The solutions to scenarios such as the aforementioned may seem simple but at times prove to be incredibly complex to articulate and implement. Applying an adequate risk management framework to cyber security in blockchain requires several considerations that effectively support prevention, detection, and response to cyber security risks in blockchain technology. As an example, systems should be tested frequently enough in order to identify flaws in security frameworks.

A maturity model should be followed by organizations looking to base their application of blockchain on structured frameworks for information security. The Capability Maturity Model (CMMI) for IT maturity , established by ISACA, may be considered as a starting point. The model defines five maturity levels: initial, managed, defined, quantitatively managed, and optimising.
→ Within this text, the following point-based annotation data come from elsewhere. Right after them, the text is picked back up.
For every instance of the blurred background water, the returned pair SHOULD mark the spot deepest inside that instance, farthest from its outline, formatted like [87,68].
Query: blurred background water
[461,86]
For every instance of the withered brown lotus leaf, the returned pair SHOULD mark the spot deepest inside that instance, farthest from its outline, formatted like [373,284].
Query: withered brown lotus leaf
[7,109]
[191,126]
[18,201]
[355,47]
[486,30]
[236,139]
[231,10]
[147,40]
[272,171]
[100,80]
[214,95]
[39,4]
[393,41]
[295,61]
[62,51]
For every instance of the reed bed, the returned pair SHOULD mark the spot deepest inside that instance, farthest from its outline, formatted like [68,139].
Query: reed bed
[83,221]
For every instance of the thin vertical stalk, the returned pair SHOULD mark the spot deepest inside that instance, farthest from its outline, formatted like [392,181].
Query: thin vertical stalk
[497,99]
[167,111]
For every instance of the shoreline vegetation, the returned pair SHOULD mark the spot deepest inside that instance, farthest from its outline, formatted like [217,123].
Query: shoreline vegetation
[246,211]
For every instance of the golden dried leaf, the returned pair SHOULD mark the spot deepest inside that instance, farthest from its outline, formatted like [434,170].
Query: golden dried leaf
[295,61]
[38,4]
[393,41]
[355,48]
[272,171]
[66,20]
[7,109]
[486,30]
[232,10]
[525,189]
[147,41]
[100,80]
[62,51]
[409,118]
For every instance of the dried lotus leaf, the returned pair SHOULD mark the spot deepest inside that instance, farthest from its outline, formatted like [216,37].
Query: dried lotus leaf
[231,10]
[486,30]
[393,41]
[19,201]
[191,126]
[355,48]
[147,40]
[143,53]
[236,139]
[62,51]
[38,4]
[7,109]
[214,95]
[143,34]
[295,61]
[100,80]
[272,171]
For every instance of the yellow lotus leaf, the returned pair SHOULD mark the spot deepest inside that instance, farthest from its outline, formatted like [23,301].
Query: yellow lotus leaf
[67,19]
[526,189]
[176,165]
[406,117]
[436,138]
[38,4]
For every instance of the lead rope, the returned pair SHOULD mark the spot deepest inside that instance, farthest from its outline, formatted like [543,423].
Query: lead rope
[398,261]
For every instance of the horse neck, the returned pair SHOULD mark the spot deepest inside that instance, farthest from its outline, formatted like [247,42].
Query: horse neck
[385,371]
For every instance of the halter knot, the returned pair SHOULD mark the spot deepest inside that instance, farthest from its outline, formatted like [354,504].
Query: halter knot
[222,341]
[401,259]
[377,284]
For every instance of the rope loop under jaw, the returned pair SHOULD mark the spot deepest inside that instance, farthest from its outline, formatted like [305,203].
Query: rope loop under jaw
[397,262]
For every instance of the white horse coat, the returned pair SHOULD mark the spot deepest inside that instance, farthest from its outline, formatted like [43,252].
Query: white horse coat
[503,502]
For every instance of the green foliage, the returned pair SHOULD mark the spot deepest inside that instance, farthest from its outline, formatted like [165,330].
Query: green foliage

An organisation with an initial maturity level lacks process requirements and process areas, exposing it to risks of, inter alia, exceeding budgets for projects. An organisation with a managed maturity level has processes characterised for projects but is often reactive. In contract, an organisation with a defined maturity level is often proactive in its approach. Organisations with quantitatively managed maturity have subprocesses that are maintained using statistical and other quantitative techniques. At maturity level 5,(optimising), organisations focus on continually improving process performance through enhancements in their technology.

Benefits Abound

To improve maturity for the security of a blockchain application, an organisation must ensure that assessments and controls are robust and dynamic enough to identify risks. The updating of data on a distributed ledger technology for example, should be verified for accuracy and validity through controls and assessments. A monitoring system should be in place to ensure that the data integrity of data sources to the distributed ledger technology of an organisation is maintained.

Utilising a maturity model provides several benefits for organisations: clear insight into blockchain risks, transition from proof of concept to production, establishment of a validated model, and a concrete action plan for the improvement of an organisation’s maturity.


A robust framework allows for greater accountability in an organisation in relation to maintaining the success of its information security as it applies blockchain technology to its business operations. Unfortunately, a framework will not suffice alone as personnel must be encouraged via a tone at the top to contribute to the attainment of adequate blockchain maturity levels.